Note: the ‘Dynamics 365 Administrator’ or ‘Dynamics 365 Business Central Administrator’ role gives access to the Admin Center, but it does not allow that user to grant application consent in Microsoft Entra Apps.

When a customer establishes a GDAP relationship, they can assign one of these roles to the Partner. The Partner then operates under that role when performing administrative actions in the tenant.

For most onboarding scenarios, Application Administrator or Cloud Application Administrator is sufficient and avoids the need for broader privileges.

How Partners should structure this operationally

A scalable setup usually follows a simple pattern.

1. Establish a GDAP relationship

The customer grants the Partner a GDAP relationship through Partner Center. This replaces older broad delegated admin access with a more controlled model.

2. Assign Entra roles to a Partner security group

Instead of assigning roles directly to individuals, the roles are assigned to a security group in the Partner tenant. Partner staff who perform onboarding are placed in that group.

This approach keeps permissions manageable and auditable.

3. Partner grants application consent during onboarding

With the delegated role in place, the Partner can grant admin consent to the application directly in the customer tenant. The enterprise application is created and permissions are approved in one step.

Once consent is granted, the Partner can proceed with configuring the customer environment in the management platform.

What happens if the Partner does not have these permissions? The Partner then relies on customer timeline, which realistically means that many tenants are not connected to a centralized platform for easier management.

How this relates to Business Central

Delegated administration for Business Central and Entra permissions are related but separate.

A Partner may already have delegated access to Business Central environments and still be unable to grant application consent in Entra. The consent operation depends entirely on the Entra roles granted through GDAP.

This is why Partners who build operational tooling around Business Central should treat Entra delegation as a core part of their onboarding design.

Final thoughts

For Partners operating management platforms like Orbit, onboarding must be predictable.
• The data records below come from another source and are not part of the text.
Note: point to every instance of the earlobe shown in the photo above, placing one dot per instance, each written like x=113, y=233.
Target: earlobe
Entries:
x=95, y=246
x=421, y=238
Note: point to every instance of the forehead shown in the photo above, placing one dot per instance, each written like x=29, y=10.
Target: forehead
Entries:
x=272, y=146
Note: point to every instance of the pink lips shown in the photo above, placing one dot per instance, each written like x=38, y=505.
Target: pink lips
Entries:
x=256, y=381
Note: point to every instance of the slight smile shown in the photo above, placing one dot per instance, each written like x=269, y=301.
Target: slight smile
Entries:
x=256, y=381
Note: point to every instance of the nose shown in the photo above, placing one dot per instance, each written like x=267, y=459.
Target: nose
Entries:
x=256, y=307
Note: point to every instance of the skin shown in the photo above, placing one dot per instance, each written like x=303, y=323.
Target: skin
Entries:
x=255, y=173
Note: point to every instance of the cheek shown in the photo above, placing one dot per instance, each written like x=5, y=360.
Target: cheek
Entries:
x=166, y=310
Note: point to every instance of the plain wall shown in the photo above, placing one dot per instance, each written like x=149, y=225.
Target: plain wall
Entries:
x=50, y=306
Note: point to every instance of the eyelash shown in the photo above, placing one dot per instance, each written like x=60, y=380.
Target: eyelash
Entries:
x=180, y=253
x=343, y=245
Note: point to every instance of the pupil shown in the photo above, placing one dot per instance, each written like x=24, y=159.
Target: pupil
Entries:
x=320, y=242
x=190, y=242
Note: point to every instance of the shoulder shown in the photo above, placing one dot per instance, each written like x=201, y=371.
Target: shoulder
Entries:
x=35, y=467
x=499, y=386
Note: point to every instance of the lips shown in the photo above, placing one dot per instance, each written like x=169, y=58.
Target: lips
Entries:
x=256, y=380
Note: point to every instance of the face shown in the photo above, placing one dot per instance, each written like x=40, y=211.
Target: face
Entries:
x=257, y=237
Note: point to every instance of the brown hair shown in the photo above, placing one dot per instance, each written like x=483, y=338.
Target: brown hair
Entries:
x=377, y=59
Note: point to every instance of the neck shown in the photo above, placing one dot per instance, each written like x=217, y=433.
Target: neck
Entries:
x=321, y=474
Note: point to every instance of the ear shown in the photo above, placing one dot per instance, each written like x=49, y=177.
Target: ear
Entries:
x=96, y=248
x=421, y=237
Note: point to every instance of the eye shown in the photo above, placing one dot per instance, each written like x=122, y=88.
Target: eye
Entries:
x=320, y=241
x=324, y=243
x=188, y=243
Relying on ad-hoc approval from customer administrators introduces delays and makes large-scale operations difficult.

Using GDAP with the appropriate Entra roles allows Partners to perform the required consent steps themselves while keeping the process controlled and auditable.

With the right structure in place, onboarding a new Business Central tenant becomes a routine step rather than a multi-day coordination effort with customer IT.